A su alrededor, la gente murmuraba, pero él no escuchó ni una sola palabra.
Solo mantenía la mirada fija, filosa como dos cuchillos de hielo, deseando atravesar a Samuel de un solo golpe.
Por el brillo encendido en los ojos de Lázaro, Samuel ya lo había entendido todo. Rocío no le mintió.
Hace apenas un momento, Rocío se le acercó y le susurró al oído: —Soy la esposa de Lázaro, su esposa legítima.— Al principio, Samuel no le creyó, pero la abrazó de inmediato, solo para ver cómo reaccionaba Lázaro.
Ahí fue cuando todo tuvo sentido. Rocío sí era la esposa legítima de Lázaro.

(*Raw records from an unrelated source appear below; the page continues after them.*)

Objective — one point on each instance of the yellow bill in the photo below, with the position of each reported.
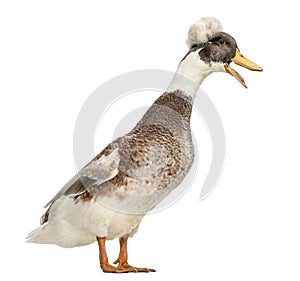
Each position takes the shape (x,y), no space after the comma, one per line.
(239,59)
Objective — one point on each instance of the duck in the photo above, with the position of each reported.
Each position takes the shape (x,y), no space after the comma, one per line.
(108,198)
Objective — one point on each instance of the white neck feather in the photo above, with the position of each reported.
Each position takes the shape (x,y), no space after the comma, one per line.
(190,74)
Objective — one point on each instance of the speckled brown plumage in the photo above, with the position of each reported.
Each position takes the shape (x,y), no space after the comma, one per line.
(155,155)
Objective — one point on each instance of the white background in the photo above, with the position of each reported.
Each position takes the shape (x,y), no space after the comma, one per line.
(55,53)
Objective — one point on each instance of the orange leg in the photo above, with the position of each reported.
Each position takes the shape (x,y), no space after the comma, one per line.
(106,267)
(122,259)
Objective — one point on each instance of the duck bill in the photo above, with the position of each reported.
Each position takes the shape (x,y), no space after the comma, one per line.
(239,59)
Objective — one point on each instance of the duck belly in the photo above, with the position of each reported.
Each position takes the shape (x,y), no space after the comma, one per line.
(74,223)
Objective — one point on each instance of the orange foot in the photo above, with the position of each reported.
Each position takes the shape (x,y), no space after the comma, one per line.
(126,266)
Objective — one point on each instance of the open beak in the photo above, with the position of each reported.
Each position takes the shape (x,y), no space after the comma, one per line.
(242,61)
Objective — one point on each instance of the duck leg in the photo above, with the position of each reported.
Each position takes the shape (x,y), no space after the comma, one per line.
(106,267)
(123,257)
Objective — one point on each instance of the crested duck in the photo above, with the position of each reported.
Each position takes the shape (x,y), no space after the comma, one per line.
(109,197)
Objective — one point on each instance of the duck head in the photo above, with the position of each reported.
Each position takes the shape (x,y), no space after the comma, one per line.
(212,50)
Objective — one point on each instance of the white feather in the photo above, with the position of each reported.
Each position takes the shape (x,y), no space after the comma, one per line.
(73,224)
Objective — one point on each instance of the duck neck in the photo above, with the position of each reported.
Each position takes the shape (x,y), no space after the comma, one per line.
(189,75)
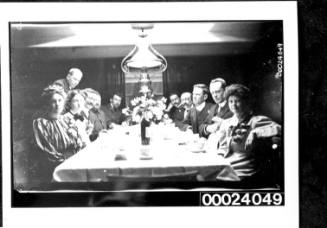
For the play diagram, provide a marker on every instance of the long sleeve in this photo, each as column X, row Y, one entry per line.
column 44, row 143
column 53, row 138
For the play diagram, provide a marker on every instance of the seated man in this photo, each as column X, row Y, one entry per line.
column 198, row 114
column 113, row 111
column 96, row 116
column 186, row 102
column 240, row 134
column 72, row 79
column 219, row 111
column 175, row 110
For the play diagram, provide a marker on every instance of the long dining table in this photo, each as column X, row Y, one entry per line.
column 119, row 152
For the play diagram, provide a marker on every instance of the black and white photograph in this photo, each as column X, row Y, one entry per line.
column 116, row 106
column 146, row 111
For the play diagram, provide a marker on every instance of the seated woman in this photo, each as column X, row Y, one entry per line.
column 55, row 138
column 77, row 112
column 239, row 135
column 95, row 114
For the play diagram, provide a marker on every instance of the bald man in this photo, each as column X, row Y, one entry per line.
column 72, row 79
column 198, row 114
column 219, row 111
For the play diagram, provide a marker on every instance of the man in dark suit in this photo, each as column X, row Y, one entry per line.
column 219, row 111
column 174, row 110
column 72, row 79
column 201, row 110
column 96, row 116
column 113, row 111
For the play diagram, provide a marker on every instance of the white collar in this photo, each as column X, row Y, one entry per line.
column 200, row 107
column 222, row 104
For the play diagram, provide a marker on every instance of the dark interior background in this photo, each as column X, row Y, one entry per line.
column 32, row 70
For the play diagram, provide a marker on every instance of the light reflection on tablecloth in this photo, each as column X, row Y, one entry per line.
column 170, row 151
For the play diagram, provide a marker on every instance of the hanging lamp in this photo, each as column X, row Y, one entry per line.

Samuel bajó la vista y miró a Rocío, recostada contra su pecho. Notó que su expresión seguía tan calmada como siempre.
De pronto, sintió como si le apretaran el corazón.

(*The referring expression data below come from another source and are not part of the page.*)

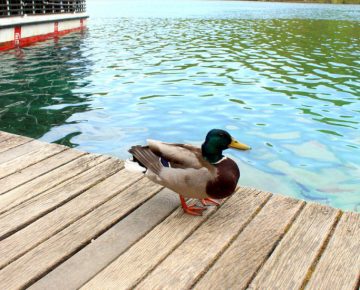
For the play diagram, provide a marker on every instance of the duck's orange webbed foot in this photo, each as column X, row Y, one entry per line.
column 209, row 201
column 191, row 209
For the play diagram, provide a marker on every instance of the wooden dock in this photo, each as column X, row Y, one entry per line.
column 70, row 220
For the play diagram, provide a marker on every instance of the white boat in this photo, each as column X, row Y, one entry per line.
column 23, row 22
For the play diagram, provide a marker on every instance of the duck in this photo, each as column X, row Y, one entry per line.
column 194, row 172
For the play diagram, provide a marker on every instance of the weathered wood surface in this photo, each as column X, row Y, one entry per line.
column 203, row 247
column 102, row 251
column 252, row 247
column 289, row 264
column 71, row 220
column 339, row 266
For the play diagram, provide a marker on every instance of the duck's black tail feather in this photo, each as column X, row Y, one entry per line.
column 146, row 158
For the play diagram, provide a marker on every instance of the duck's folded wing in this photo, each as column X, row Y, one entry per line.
column 179, row 155
column 188, row 182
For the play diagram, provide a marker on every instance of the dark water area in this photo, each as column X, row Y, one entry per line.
column 284, row 78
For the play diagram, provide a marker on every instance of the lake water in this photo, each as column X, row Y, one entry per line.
column 283, row 78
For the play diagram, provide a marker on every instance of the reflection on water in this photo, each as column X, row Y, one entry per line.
column 287, row 85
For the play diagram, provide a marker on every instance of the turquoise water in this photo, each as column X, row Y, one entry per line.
column 283, row 78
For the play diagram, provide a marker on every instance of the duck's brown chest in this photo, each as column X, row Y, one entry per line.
column 224, row 184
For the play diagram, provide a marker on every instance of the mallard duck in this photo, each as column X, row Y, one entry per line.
column 192, row 172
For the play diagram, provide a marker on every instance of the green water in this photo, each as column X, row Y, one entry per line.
column 283, row 78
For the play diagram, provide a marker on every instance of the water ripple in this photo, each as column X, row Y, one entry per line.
column 284, row 78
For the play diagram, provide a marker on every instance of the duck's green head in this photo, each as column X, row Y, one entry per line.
column 218, row 140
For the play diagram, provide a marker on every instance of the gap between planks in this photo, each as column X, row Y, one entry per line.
column 168, row 236
column 33, row 209
column 103, row 250
column 60, row 246
column 36, row 170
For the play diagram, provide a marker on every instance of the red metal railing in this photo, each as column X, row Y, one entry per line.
column 10, row 8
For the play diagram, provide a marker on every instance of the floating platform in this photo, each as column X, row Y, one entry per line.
column 70, row 219
column 25, row 22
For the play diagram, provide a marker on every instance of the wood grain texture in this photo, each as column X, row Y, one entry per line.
column 288, row 265
column 38, row 185
column 44, row 151
column 24, row 240
column 20, row 150
column 184, row 266
column 10, row 142
column 23, row 214
column 236, row 267
column 42, row 259
column 148, row 252
column 153, row 248
column 339, row 265
column 38, row 169
column 102, row 251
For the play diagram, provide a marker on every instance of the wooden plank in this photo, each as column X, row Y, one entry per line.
column 288, row 265
column 35, row 187
column 20, row 177
column 36, row 263
column 42, row 229
column 20, row 150
column 239, row 263
column 30, row 158
column 167, row 236
column 25, row 213
column 201, row 249
column 12, row 142
column 4, row 138
column 339, row 266
column 99, row 253
column 4, row 135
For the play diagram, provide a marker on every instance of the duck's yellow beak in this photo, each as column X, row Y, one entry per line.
column 237, row 145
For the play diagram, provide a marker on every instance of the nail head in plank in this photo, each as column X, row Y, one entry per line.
column 38, row 169
column 23, row 214
column 289, row 263
column 40, row 230
column 42, row 259
column 236, row 267
column 154, row 247
column 193, row 257
column 99, row 253
column 339, row 265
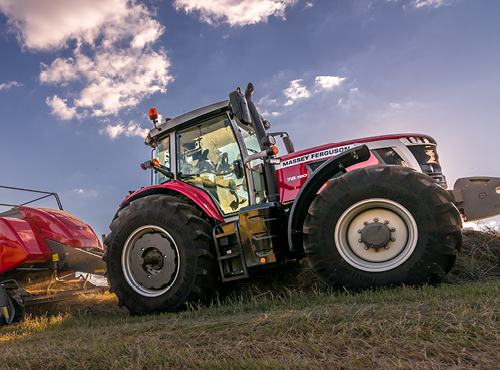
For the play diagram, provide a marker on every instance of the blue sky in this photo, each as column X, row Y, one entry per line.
column 78, row 77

Recordó cada vez que la había visto antes.
Salvo aquella ocasión del accidente de carro, cada vez que se toparon, siempre fue en algún lugar donde Lázaro estaba presente.

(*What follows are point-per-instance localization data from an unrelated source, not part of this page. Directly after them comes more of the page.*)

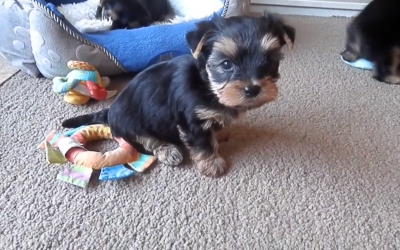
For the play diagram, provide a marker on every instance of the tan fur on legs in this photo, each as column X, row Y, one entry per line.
column 211, row 165
column 167, row 154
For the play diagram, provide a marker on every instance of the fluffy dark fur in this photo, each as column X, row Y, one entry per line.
column 374, row 35
column 131, row 14
column 185, row 101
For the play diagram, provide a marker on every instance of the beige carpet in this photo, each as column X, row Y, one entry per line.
column 318, row 169
column 6, row 71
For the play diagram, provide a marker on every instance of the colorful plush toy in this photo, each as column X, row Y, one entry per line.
column 114, row 165
column 82, row 83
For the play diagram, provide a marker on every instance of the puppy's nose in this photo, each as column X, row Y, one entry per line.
column 252, row 90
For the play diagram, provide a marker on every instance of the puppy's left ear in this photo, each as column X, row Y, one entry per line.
column 289, row 35
column 196, row 38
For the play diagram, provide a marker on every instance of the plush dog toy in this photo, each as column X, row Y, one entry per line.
column 82, row 83
column 66, row 147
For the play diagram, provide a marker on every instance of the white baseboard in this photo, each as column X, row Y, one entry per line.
column 325, row 8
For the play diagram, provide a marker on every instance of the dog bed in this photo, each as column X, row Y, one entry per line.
column 37, row 39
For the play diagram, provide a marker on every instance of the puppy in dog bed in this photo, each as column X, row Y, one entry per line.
column 131, row 14
column 94, row 16
column 373, row 41
column 185, row 101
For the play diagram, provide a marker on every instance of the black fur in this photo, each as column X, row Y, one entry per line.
column 130, row 14
column 374, row 35
column 162, row 101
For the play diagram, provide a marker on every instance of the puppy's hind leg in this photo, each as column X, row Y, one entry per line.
column 203, row 148
column 167, row 154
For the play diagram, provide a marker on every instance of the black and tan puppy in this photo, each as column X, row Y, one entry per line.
column 132, row 14
column 185, row 101
column 374, row 35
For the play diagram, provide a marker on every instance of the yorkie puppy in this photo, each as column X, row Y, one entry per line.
column 185, row 101
column 374, row 35
column 131, row 14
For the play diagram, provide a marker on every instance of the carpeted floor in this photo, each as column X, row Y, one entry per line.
column 318, row 169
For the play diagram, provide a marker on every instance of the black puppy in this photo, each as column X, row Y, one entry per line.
column 374, row 35
column 185, row 101
column 131, row 14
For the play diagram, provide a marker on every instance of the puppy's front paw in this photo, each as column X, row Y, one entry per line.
column 212, row 167
column 169, row 156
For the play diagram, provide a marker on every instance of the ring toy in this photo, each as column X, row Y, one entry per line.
column 113, row 164
column 73, row 149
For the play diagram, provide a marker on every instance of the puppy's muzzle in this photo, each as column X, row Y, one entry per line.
column 252, row 90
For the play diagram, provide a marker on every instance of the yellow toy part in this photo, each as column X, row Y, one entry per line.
column 82, row 83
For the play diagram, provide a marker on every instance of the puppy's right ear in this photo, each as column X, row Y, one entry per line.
column 196, row 38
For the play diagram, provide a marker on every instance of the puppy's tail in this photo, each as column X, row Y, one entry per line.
column 100, row 117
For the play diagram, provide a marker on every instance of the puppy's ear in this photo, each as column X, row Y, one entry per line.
column 196, row 38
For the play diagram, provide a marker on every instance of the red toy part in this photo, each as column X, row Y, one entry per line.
column 97, row 92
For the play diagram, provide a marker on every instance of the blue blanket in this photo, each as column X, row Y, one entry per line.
column 137, row 49
column 39, row 40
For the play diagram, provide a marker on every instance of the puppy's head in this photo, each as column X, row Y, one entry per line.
column 240, row 56
column 125, row 14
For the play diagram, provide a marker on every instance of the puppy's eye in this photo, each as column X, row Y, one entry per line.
column 227, row 65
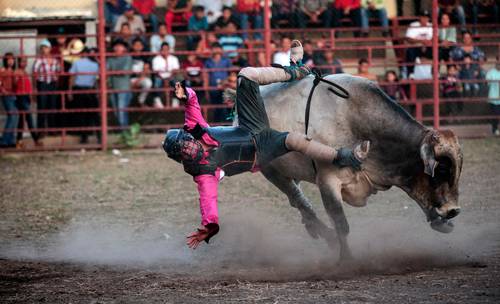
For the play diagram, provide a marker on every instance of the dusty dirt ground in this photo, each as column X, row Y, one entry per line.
column 98, row 228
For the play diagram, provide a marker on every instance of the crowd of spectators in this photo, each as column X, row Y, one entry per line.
column 142, row 61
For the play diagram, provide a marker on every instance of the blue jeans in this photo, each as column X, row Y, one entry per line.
column 119, row 102
column 9, row 132
column 381, row 14
column 257, row 22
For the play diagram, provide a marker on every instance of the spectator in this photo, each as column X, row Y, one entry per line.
column 447, row 37
column 146, row 9
column 328, row 63
column 364, row 70
column 283, row 57
column 493, row 77
column 418, row 34
column 221, row 63
column 230, row 41
column 453, row 7
column 135, row 21
column 162, row 37
column 46, row 71
column 141, row 66
column 374, row 9
column 164, row 67
column 113, row 9
column 486, row 7
column 314, row 11
column 177, row 11
column 469, row 72
column 192, row 67
column 392, row 87
column 458, row 53
column 23, row 102
column 347, row 8
column 197, row 22
column 213, row 8
column 7, row 87
column 284, row 10
column 120, row 63
column 250, row 10
column 451, row 89
column 84, row 75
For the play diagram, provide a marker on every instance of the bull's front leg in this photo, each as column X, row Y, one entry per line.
column 330, row 188
column 314, row 226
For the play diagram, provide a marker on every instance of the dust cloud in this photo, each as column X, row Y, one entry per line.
column 253, row 246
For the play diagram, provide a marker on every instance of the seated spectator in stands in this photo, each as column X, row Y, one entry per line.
column 84, row 75
column 284, row 10
column 146, row 9
column 328, row 64
column 347, row 8
column 198, row 22
column 493, row 77
column 226, row 17
column 250, row 10
column 418, row 34
column 490, row 7
column 192, row 67
column 230, row 40
column 177, row 11
column 451, row 88
column 135, row 21
column 469, row 71
column 158, row 39
column 165, row 65
column 215, row 78
column 364, row 70
column 23, row 102
column 213, row 8
column 121, row 63
column 447, row 37
column 46, row 70
column 374, row 9
column 113, row 9
column 392, row 87
column 453, row 7
column 7, row 89
column 314, row 11
column 141, row 66
column 458, row 53
column 283, row 57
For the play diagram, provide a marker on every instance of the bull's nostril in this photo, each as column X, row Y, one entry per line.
column 452, row 213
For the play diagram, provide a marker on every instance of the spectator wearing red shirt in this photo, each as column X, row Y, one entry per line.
column 177, row 11
column 250, row 10
column 146, row 9
column 23, row 91
column 347, row 8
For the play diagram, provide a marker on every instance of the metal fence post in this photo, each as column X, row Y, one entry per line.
column 101, row 40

Antes no lo entendía, pero ahora lo veía claro.
Antes pensó que ella era una atrevida que andaba detrás de Lázaro para quitarle el hombre a Mireya. Ahora, viéndolo bien, se había equivocado.
La realidad era justo al revés.
Rocío y Lázaro estaban casados legalmente.
Mireya, en cambio...
Ella siempre tan segura, tan suelta, tan natural, tan radiante, casi perfecta... ¿todo era solo una fachada?
Una sensación pegajosa y desagradable recorrió a Samuel, haciéndole ganas de vomitar.
Volteó a ver a Rocío.
En cambio, ella, después de tantas veces en que la pusieron en evidencia y se burlaron de ella, seguía firme, tranquila.
Sobre todo hoy, en medio de esta situación tan adversa, preguntándole una y otra vez al inversionista que había trabajado en construcción, Samuel sintió esa fuerza obstinada, esa tenacidad para sobrevivir que la caracterizaba.
La actitud de Samuel, que al principio era de burla y diversión, empezó a volverse seria, más pesada.